BilMini/ Februar 13, 2019/ Regierung/ 0Kommentare

Die Fortschritte der genetischen Diagnose erforderten gesellschaftliche Antworten, wie mit den Erkenntnissen umzugehen sei, sagte der CDU-Abgeordnete Rudolf Henke bei der Vorstellung einer fraktionsübergreifenden Initiative. Die Trisomie-Tests seien nur der Anfang. Aus medizinischer Sicht sei wenig dagegen einzuwenden, sie einzusetzen. Aber es werde weitere Gentests geben, warnte er. Grüne-Abgeordnete Corinna Rüffer sagte, statt durch verstärkt Tests den Anschein zu erwecken, man habe es unter Kontrolle, was für ein Kind man bekomme, gehe es um Wertschätzung von Vielfalt.

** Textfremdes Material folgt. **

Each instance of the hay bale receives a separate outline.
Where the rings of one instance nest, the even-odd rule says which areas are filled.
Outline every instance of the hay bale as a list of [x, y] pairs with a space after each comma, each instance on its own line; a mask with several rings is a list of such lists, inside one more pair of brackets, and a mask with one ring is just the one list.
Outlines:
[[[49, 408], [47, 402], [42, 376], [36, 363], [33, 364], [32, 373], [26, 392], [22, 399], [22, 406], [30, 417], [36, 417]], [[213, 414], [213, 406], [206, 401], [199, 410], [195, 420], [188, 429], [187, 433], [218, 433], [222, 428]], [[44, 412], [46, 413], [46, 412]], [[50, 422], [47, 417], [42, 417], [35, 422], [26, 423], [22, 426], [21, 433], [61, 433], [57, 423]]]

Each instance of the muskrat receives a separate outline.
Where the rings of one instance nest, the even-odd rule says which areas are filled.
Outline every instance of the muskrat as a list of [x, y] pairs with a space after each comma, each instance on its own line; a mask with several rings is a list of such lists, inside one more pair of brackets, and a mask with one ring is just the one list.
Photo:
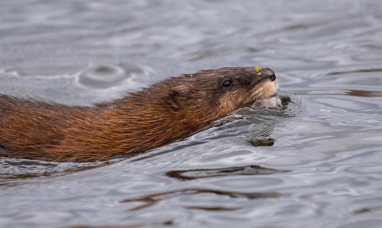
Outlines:
[[94, 162], [147, 151], [274, 96], [269, 68], [223, 67], [171, 77], [91, 107], [0, 96], [0, 155]]

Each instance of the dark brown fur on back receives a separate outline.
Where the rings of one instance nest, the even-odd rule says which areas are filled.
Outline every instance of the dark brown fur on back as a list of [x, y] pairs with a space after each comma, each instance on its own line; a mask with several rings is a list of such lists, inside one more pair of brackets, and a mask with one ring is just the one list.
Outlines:
[[[224, 67], [170, 78], [94, 107], [0, 96], [2, 155], [93, 162], [147, 151], [190, 135], [277, 91], [274, 73]], [[226, 81], [232, 82], [223, 86]]]

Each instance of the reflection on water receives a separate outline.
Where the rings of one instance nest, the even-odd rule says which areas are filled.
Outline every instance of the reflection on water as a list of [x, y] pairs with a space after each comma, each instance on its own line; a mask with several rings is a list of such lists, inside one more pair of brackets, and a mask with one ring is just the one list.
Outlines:
[[258, 166], [249, 166], [232, 168], [192, 169], [189, 170], [171, 170], [166, 173], [169, 177], [184, 181], [205, 177], [228, 176], [237, 175], [264, 175], [272, 174], [286, 171], [276, 170], [271, 168], [263, 168]]
[[[154, 204], [158, 203], [161, 201], [168, 200], [174, 197], [181, 197], [184, 196], [190, 195], [195, 195], [200, 194], [214, 194], [218, 195], [227, 196], [232, 198], [243, 197], [248, 199], [253, 200], [259, 198], [278, 198], [283, 196], [283, 195], [276, 192], [267, 192], [264, 193], [240, 193], [233, 192], [224, 192], [221, 191], [216, 191], [214, 190], [203, 189], [181, 189], [176, 191], [171, 191], [167, 192], [163, 192], [161, 193], [155, 194], [153, 195], [145, 196], [142, 197], [134, 199], [127, 199], [122, 200], [120, 203], [131, 203], [135, 202], [142, 202], [144, 203], [143, 205], [136, 207], [130, 209], [129, 211], [132, 211], [143, 209], [144, 207], [151, 206]], [[187, 207], [190, 208], [190, 207]], [[198, 207], [201, 208], [202, 207]], [[212, 210], [213, 207], [208, 207], [209, 210]], [[233, 210], [233, 208], [221, 208], [219, 207], [214, 207], [216, 208], [216, 210]], [[194, 209], [195, 207], [191, 207]], [[236, 209], [238, 209], [236, 208]]]
[[274, 100], [132, 158], [0, 159], [0, 226], [381, 227], [381, 8], [0, 1], [0, 93], [92, 105], [225, 62], [271, 67], [280, 85]]

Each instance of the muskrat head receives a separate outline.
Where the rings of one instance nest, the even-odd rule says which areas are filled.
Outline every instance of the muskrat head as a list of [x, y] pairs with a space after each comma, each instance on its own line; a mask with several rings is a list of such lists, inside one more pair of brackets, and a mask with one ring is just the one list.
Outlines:
[[258, 66], [205, 70], [181, 78], [178, 83], [172, 83], [176, 84], [171, 89], [172, 105], [211, 114], [208, 109], [213, 111], [214, 117], [221, 117], [274, 96], [279, 88], [274, 72]]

Dagmar Schmidt von der SPD erklärte, Eltern sollten nie in Gefahr geraten, sich für die Geburt eines Kindes rechtfertigen zu müssen. Die Linke-Abgeordnete Kathrin Vogler befürchtet, die Kassenzulassung für die Bluttests könnte zum „Türöffner“ werden für zahlreiche weitere Tests auf Erbkrankheiten. Man müsse zu einer gesetzlichen Regelung kommen, die die Diskriminierung von behinderten Menschen verhindere. Noch sei eine gesellschaftliche Debatte möglich. Der FDP-Abgeordnete Jens Beeck betonte, diese Diskussion solle dann auch in die gesamte Gesellschaft getragen werden. Zu den Abgeordneten, die den Vorstoß unterstützen, gehören auch Bundesforschungsministerin Anja Karliczek, die Staatsministerinnen Monika Grütters und Annette Widmann-Mauz, Ex-Unionsfraktionsvorsitzender Volker Kauder sowie Grünen-Fraktionschefin Katrin Göring-Eckardt. Die gesetzlichen Krankenversicherungen (GKV) begrüßten die Initiative aus der Mitte des Bundestages. Sprecher des GKV-Spitzenverbandes, Florian Lanz.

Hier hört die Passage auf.